Gerade liegt Barney auf meinem Schoss und schenkt mir einen verschleierten Blick aus seinen großen, bernsteinfarbenen Augen . Selbst wenn er mir tausendfach aufs Laken pinkeln würde und auch den zigsten Kaschmirpullover sorgfältig entribbelt mit stolzgeschwellter Brust über den Flur trüge – ich würde ihm immer wieder aufs Neue verzeihen! Er ist so viel mehr für mich als nur ein Freund fürs Leben.

 Das muss wohl Liebe sein.

3 Antworten to “Jeder Mensch bekommt den Hund, den er verdient hat.”

  1. ullakeienburg Juli 4, 2010 um 11:27 am #

    welcome to the challenge of taking care of a blog! 🙂
    May we rread a lot of each other 🙂 seeya readya!

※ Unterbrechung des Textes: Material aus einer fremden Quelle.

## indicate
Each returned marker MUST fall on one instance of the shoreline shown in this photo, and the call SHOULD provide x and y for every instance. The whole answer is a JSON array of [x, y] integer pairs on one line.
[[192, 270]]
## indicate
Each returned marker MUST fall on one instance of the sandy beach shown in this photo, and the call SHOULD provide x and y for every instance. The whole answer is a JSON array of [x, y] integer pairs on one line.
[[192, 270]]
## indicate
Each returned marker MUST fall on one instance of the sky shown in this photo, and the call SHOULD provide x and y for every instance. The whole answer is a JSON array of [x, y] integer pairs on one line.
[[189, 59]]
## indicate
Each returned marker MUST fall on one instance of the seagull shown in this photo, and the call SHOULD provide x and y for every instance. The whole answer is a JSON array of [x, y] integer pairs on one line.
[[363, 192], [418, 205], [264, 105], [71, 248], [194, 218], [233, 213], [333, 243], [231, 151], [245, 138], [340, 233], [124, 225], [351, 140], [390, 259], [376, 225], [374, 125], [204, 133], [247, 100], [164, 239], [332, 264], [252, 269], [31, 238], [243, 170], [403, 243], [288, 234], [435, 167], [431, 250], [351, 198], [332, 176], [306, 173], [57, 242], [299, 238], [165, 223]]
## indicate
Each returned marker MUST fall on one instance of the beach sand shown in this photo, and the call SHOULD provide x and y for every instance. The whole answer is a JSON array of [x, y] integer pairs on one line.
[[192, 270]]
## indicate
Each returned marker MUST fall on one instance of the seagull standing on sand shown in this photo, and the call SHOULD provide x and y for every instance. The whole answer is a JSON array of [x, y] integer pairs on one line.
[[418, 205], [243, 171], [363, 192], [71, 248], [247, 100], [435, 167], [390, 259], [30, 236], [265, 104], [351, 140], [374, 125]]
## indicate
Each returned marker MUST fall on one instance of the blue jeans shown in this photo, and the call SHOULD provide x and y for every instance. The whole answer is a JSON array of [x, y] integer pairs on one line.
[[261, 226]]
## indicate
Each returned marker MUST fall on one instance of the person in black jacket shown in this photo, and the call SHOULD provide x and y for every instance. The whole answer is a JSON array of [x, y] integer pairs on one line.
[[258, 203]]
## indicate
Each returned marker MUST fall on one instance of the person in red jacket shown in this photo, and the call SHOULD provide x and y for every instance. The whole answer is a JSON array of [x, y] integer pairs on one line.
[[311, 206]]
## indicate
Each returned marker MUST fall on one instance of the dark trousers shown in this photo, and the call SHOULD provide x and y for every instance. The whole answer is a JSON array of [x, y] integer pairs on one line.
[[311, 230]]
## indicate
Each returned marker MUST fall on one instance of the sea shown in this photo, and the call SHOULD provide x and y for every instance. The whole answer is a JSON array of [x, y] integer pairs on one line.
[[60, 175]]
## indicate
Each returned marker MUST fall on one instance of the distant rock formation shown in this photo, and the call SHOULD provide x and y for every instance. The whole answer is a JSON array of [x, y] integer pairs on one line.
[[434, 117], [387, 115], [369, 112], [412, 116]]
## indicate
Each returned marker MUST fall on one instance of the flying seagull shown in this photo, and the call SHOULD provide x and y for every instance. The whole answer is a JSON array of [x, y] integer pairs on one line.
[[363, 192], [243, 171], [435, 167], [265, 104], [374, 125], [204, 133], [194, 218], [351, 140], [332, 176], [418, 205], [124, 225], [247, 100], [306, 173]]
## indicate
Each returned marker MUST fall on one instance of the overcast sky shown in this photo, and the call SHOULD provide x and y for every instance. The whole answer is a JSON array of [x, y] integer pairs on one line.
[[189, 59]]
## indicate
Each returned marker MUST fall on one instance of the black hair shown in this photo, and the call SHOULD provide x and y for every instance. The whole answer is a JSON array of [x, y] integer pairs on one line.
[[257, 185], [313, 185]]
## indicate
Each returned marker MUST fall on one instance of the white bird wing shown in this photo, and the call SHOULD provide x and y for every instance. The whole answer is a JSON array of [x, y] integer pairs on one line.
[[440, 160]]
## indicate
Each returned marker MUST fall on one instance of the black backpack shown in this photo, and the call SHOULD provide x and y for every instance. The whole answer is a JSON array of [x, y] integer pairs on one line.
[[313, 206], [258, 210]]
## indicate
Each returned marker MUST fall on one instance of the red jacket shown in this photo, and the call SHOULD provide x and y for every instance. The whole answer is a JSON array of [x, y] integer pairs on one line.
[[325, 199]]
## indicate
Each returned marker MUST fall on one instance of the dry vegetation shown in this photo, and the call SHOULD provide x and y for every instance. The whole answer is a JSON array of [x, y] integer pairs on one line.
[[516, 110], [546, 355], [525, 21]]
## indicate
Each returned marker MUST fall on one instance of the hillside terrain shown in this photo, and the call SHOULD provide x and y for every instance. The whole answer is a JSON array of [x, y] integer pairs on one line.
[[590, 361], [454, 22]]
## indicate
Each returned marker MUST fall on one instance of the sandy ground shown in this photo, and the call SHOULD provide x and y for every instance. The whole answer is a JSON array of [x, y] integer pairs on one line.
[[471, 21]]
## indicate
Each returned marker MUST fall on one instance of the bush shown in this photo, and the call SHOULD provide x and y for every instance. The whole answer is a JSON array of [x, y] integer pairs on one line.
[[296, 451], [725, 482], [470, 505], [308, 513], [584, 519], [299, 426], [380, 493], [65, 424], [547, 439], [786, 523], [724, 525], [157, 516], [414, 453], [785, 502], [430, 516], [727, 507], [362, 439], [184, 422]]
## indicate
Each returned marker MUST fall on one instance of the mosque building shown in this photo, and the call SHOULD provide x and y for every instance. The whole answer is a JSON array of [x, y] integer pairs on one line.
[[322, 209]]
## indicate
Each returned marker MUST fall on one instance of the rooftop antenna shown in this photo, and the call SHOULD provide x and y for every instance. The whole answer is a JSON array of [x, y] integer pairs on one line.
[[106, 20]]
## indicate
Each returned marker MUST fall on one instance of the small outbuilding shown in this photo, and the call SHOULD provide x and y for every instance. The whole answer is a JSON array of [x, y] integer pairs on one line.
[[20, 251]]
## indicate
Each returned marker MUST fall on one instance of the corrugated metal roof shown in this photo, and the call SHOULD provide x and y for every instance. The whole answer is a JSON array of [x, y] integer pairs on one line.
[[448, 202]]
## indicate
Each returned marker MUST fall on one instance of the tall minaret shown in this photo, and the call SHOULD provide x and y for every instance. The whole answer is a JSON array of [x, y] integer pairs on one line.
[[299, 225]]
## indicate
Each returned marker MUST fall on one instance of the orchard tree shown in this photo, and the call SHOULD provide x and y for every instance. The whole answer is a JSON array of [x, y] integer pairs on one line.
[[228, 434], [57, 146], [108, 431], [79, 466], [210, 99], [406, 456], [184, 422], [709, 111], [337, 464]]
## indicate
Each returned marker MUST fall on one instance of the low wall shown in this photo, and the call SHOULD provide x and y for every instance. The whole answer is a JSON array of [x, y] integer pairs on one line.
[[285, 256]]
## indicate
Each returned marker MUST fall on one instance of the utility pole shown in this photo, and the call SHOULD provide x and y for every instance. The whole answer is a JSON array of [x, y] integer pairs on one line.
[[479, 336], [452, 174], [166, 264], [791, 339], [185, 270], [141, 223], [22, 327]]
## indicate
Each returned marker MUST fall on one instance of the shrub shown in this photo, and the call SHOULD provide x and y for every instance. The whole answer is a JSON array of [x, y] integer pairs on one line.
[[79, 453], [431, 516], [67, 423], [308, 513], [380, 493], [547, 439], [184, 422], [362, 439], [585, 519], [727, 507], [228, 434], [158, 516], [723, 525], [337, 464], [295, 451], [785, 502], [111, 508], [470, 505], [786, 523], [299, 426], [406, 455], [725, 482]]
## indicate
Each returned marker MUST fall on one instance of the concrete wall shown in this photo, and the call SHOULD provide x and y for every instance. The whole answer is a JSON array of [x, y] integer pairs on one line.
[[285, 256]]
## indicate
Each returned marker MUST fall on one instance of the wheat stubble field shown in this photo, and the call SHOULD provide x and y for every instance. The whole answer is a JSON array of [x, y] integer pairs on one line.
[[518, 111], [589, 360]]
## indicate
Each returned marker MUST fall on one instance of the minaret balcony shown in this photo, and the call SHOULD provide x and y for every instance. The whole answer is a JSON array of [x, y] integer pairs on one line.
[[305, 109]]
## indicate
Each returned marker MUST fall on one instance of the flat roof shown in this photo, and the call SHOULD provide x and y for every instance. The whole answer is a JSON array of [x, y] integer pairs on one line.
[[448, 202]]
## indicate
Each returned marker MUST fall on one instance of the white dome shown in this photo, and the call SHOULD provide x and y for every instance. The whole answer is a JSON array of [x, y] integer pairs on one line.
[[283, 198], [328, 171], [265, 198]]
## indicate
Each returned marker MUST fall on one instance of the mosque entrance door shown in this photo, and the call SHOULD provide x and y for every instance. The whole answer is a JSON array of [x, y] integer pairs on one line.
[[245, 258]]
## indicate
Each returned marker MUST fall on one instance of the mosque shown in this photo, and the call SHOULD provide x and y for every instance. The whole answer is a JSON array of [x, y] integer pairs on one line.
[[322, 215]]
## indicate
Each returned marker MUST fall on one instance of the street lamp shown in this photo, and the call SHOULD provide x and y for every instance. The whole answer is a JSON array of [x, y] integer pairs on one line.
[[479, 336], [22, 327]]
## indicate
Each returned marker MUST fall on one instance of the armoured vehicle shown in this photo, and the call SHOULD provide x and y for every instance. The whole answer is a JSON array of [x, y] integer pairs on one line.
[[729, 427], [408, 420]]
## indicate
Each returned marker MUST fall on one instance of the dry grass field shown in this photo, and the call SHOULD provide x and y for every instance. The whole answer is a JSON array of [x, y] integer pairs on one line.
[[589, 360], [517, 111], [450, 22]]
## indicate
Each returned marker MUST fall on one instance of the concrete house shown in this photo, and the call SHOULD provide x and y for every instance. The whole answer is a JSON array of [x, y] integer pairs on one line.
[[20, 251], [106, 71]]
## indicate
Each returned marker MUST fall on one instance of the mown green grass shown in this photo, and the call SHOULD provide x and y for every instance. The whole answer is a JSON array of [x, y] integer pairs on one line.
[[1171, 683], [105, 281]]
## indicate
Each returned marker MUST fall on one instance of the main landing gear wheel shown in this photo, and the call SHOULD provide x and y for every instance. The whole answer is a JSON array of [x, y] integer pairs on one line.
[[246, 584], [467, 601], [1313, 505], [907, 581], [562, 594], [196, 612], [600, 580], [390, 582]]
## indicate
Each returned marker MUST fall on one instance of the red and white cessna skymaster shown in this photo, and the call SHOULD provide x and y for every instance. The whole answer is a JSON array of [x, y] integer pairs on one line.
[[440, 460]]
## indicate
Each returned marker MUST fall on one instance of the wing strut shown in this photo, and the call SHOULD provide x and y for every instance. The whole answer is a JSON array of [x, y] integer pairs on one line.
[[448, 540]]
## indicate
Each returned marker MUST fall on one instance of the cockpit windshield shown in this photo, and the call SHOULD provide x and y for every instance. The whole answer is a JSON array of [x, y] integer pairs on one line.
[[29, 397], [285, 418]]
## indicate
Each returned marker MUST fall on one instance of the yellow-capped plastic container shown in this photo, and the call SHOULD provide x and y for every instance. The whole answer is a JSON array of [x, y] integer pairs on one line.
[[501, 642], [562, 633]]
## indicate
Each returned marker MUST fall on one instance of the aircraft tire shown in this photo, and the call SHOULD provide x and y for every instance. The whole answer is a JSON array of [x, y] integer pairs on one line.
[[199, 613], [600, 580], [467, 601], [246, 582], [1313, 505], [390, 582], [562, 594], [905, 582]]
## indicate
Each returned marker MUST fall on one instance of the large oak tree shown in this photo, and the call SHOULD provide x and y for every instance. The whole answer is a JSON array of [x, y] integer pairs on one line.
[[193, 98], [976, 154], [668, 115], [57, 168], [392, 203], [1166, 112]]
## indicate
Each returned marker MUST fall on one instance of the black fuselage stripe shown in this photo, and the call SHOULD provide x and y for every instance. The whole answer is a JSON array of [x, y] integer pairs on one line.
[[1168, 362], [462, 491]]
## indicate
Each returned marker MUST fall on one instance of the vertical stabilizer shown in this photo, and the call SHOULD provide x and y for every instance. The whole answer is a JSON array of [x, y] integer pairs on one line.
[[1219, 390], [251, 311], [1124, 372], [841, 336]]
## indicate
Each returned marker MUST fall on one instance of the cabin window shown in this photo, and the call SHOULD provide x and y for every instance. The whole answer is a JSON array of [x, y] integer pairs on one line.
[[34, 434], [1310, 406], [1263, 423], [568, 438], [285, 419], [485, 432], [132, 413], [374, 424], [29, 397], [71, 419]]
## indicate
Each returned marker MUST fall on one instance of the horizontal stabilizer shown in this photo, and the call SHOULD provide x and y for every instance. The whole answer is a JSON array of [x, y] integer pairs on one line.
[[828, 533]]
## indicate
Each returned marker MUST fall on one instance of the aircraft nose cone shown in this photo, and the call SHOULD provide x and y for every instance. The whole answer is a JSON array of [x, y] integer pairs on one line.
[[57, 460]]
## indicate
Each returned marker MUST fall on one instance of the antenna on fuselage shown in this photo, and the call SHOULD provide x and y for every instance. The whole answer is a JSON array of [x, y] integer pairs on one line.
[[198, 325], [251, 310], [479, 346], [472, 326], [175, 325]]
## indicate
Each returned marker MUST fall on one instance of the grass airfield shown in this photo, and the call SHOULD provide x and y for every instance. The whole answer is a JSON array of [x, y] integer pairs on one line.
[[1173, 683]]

Ulla

  2. Bernd Juli 4, 2010 um 1:21 pm #

    Steff, Du solltest als Journalistin und Autorin arbeiten, auf dass dein Talent nicht ungenutzt bleibt… 🙂

    • einpfundhund Juli 4, 2010 um 2:00 pm #

      Danke Dir. 🙂 Sollte ich genug Stoff zusammenbekommen, wird ein Buch draus. Versprochen.